Published On: Tue, Dec 25th, 2018

Putting raw spinach in a smoothie is the healthiest way to eat the vegetable because heat destroys its antioxidants, scientists discover

Share This
Tags

By Sam Blanchard

Chopping up spinach and putting it in a smoothie is the healthiest way to eat it, research suggests.
Cooking the leafy vegetable breaks down its antioxidants, while mixing it raw with yoghurt or milk helps to release the powerful nutrient lutein.
Boiling or frying spinach are sure-fire ways of destroying lutein, a study found.
Lutein helps lower the risk of heart attacks and prevents eye damage, previous research suggests.
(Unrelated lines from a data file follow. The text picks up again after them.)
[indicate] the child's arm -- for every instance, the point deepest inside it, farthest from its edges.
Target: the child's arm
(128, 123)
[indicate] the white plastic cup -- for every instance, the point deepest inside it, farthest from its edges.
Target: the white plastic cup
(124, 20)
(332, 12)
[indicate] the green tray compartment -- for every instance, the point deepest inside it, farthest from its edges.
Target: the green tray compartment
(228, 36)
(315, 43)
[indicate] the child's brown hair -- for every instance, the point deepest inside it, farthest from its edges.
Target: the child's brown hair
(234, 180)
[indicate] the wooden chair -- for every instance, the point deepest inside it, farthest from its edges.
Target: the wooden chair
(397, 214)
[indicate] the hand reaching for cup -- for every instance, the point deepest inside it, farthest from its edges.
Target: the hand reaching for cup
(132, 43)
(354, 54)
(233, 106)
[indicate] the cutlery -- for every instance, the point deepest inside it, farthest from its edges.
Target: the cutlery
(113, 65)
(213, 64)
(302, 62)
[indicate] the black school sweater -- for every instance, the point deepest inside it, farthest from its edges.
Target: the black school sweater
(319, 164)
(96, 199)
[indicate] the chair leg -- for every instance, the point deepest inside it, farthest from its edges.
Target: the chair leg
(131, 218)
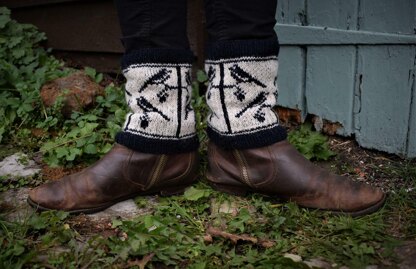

Reseachers from Linköping University in Sweden tested different ways of cooking supermarket-bought baby spinach to see how its nutritional content changed.
They measured the lutein levels regularly and concluded the leaves are best chopped up and consumed raw alongside dairy.
‘Best is not to heat the spinach at all,’ PhD researcher and study author Rosanna Chung said.
‘And even better is to make a smoothie and add fat from dairy products, such as cream, milk or yoghurt.’
She explained: ‘When the spinach is chopped into small pieces, more lutein is released from the leaves and the fat increases the solubility of the lutein in the fluid.’ The more lutein dissolved into a smoothie, the more it can be absorbed by the body, the scientists suggested.
Whereas cooking spinach for a long time at a high heat – such as in a lasagne or frying it – is the most damaging way to prepare the green vegetable.
A meal cooked at a lower heat, like a stew, retains more of the vitamin, with heating spinach in a microwave also potentially being a healthier option, the study suggests.
Study author Professor Lena Jonasson, from the department of medical and health sciences, said: ‘What is unique about this study is that we have used preparation methods that are often used when cooking food at home.
‘And we have compared several temperatures and heating times.
‘We have also investigated methods of preparation in which the spinach is eaten cold, such as in salads and smoothies.’
The research was published in the journal Food Chemistry.
Lutein has been shown to help reduce chronic swelling in the blood vessels of people with coronary artery disease, which can lower their risk of a heart attack.
It is also referred to as the ‘eye vitamin’ because lutein it is thought to protect against damage from sunlight.
Many also take lutein supplements in a bid to reduce their risk of heart disease, colon or breast cancers, and type 2 diabetes, according to WebMD.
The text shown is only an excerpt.